Ленька вспомнил фотографию высокого усатого человека, вспомнил его мягкий и вместе с тем мужественный голос, даже услышал как будто запах солдатской махорки, которую тот курил… И опять ему вспомнились Юрка, Маруся, корреспондент Лодыгин, Василий Федорович Кривцов — все, кто на его памяти погиб или пострадал за революцию.
— Что с тобой, Леша? — спросила Александра Сергеевна.
— Ничего… Я так… Ноги промочил. Кажется, я платок в пальто оставил, — пробормотал Ленька и, неловко отодвинув стул, быстро вышел из комнаты.
Когда он вернулся, Стеша говорила Ляле:
— Как же, Лялечка, видела, много раз видела. Я ведь, детка, и на деникинском фронте была, и на колчаковском, и с Юденичем повоевала. Я и Михаила Васильевича Фрунзе, и Ворошилова, и Буденного — всех перевидала…
— А Ленина? — спросил Ленька, подходя к столу.
— Нет, Лешенька, — ответила Стеша, пристально посмотрев на мальчика. Владимира Ильича я не видела, — не привелось.
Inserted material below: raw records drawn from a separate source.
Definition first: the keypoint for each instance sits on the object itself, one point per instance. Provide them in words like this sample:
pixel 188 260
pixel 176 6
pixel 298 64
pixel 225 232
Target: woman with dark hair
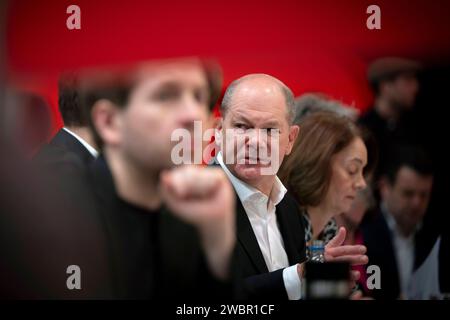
pixel 325 171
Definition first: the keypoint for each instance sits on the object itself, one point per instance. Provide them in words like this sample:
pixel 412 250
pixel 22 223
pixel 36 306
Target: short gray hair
pixel 287 93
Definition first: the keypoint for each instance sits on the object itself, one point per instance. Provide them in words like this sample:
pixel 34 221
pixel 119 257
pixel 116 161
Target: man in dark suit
pixel 76 136
pixel 170 231
pixel 257 116
pixel 391 119
pixel 397 240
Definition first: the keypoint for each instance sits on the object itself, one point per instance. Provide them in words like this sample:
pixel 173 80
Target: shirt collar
pixel 246 192
pixel 83 142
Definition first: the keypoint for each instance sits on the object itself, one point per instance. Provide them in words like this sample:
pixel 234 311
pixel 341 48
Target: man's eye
pixel 201 96
pixel 270 131
pixel 166 95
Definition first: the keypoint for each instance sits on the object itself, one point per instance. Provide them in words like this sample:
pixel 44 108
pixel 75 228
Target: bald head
pixel 256 88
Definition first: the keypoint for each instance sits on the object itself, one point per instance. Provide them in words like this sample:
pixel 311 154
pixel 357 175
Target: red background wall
pixel 310 45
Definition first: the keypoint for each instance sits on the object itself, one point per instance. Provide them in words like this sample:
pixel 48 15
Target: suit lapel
pixel 247 239
pixel 65 140
pixel 284 223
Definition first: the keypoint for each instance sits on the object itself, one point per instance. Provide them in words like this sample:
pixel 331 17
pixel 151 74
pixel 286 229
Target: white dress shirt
pixel 260 210
pixel 83 142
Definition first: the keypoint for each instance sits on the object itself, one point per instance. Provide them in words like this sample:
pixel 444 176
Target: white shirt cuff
pixel 292 283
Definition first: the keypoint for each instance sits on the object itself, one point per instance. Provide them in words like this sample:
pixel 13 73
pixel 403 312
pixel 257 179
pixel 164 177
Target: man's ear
pixel 293 134
pixel 107 120
pixel 218 132
pixel 384 186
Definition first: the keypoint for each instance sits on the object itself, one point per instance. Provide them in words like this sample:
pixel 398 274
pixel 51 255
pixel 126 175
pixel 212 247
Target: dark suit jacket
pixel 257 281
pixel 62 144
pixel 152 254
pixel 380 250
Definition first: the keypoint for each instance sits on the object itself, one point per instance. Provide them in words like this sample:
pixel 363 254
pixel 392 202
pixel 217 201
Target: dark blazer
pixel 153 255
pixel 257 281
pixel 59 146
pixel 380 250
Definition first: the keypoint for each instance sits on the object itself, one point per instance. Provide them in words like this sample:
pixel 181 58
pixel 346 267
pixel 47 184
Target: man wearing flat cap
pixel 394 81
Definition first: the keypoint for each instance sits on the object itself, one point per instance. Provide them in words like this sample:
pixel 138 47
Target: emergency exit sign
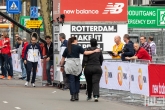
pixel 146 17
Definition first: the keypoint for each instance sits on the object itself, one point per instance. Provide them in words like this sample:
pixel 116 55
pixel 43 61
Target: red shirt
pixel 6 49
pixel 24 48
pixel 143 54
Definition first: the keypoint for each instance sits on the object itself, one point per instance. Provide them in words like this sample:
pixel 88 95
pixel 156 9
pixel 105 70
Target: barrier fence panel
pixel 138 82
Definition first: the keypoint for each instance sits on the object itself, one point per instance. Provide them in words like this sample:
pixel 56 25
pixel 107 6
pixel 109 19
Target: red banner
pixel 157 80
pixel 94 10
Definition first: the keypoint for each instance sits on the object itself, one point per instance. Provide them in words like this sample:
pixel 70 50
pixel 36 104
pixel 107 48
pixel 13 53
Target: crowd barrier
pixel 134 82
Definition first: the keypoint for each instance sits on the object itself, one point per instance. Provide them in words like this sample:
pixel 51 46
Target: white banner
pixel 17 65
pixel 139 79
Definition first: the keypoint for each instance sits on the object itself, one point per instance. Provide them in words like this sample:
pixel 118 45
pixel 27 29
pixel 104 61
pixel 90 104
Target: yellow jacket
pixel 117 48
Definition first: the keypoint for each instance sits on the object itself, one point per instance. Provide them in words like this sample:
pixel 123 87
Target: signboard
pixel 33 12
pixel 56 9
pixel 13 6
pixel 94 10
pixel 103 33
pixel 146 17
pixel 24 19
pixel 33 23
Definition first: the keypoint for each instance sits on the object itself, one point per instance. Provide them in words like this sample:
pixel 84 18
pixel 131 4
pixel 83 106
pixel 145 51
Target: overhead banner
pixel 104 34
pixel 157 80
pixel 146 17
pixel 94 10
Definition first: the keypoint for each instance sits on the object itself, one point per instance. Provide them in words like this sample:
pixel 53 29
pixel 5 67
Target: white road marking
pixel 5 102
pixel 17 108
pixel 54 92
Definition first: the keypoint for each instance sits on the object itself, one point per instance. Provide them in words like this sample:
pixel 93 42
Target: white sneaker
pixel 33 85
pixel 27 83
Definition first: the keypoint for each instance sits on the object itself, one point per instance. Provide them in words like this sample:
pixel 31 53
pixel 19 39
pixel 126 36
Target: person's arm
pixel 131 58
pixel 40 51
pixel 101 58
pixel 25 54
pixel 43 41
pixel 130 50
pixel 82 51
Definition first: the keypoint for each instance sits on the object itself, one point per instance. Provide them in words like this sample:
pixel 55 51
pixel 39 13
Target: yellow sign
pixel 33 23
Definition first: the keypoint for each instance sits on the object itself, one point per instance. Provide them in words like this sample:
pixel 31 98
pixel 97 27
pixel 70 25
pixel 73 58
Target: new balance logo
pixel 117 8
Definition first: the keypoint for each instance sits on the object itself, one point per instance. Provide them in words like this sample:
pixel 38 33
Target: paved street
pixel 13 96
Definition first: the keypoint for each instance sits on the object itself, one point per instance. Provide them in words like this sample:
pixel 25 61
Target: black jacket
pixel 49 52
pixel 128 50
pixel 93 59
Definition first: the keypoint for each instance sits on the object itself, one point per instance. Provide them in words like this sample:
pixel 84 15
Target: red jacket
pixel 24 48
pixel 6 48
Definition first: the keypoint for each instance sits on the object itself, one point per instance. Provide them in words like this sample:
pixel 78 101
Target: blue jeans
pixel 5 65
pixel 11 66
pixel 23 68
pixel 74 82
pixel 48 66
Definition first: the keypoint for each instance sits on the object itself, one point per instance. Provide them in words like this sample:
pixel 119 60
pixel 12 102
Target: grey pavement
pixel 14 95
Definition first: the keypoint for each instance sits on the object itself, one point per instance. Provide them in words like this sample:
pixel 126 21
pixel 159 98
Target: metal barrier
pixel 129 98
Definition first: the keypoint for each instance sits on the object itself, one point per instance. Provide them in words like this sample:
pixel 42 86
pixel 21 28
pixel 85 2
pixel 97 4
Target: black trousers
pixel 93 75
pixel 31 65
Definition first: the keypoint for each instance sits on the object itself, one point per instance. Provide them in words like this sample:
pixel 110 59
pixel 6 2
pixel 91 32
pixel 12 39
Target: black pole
pixel 13 33
pixel 34 3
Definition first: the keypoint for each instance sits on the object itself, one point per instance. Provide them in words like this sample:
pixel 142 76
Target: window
pixel 137 2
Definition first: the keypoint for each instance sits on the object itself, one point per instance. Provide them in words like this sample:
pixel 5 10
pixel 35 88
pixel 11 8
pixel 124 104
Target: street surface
pixel 15 96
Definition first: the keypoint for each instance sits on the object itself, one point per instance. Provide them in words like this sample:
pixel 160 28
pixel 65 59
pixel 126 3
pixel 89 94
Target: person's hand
pixel 25 61
pixel 42 60
pixel 48 59
pixel 127 58
pixel 115 54
pixel 97 50
pixel 62 69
Стеша долго рассказывала о своих фронтовых делах, расспрашивала Александру Сергеевну о Васе, поинтересовалась у Ляли, как она занимается в школе… С Ленькой же она ни одним словом не обмолвилась о том, что с ним было за эти годы.
Прощаясь, надевая в коридоре тужурку и повязываясь платком, она сказала Александре Сергеевне:
— Так, значит, условились. В четверг в пять часов.
— Я не знаю, как вас благодарить, Стеша, — взволнованно проговорила Александра Сергеевна.
— Что вы, Александра Сергеевна! Полно вам… Значит, в четверг после гудка и приходите. Я как раз в завкоме буду.
Проводив Стешу, Александра Сергеевна вернулась к ребятам и, закружившись, как девочка, по комнате, захлопала в ладоши.
— Ура, детки! Живем!..
— Что с тобой? — удивился Ленька.
— Ты знаешь, какая наша Стеша чудная! Она устраивает меня на работу. В клуб.
— В какой клуб?
— На «Треугольнике». Руководительницей музыкального кружка. Ты понимаешь, какое это счастье?
Ленька хотел как–нибудь выразить радость, но даже улыбнуться не смог. Александра Сергеевна перестала смеяться, внимательно посмотрела на него, оглянулась и тихо, чтобы не услышала Ляля, спросила:
— Что с тобой, мальчик?
— Ничего, — сказал Ленька.
— Что–нибудь случилось?
Ленька не мог огорчать ее в эту счастливую минуту ее жизни.
— Нет, — сказал он. И сразу же, чтобы переменить разговор, спросил: Ты знаешь, кого я встретил сегодня?
— Кого?
— Волкова.
— Какого Волкова? Ах, Волкова?! Да что ты говоришь! Постой, постой… Реалист? «Маленький господинчик», как его называл Вася? Ну, как он живет? Ведь он, если не ошибаюсь, из очень богатой и интеллигентной семьи?
Ленька хотел сказать, что этот Волков из очень богатой и интеллигентной семьи — мелкий вор, жулик, что у него блудливые, бегающие глаза и немытые руки, но ничего этого не сказал.
— Ты будешь с ним по–прежнему дружить? — спросила Александра Сергеевна.
— Нет, — не задумываясь, ответил Ленька. — Не буду.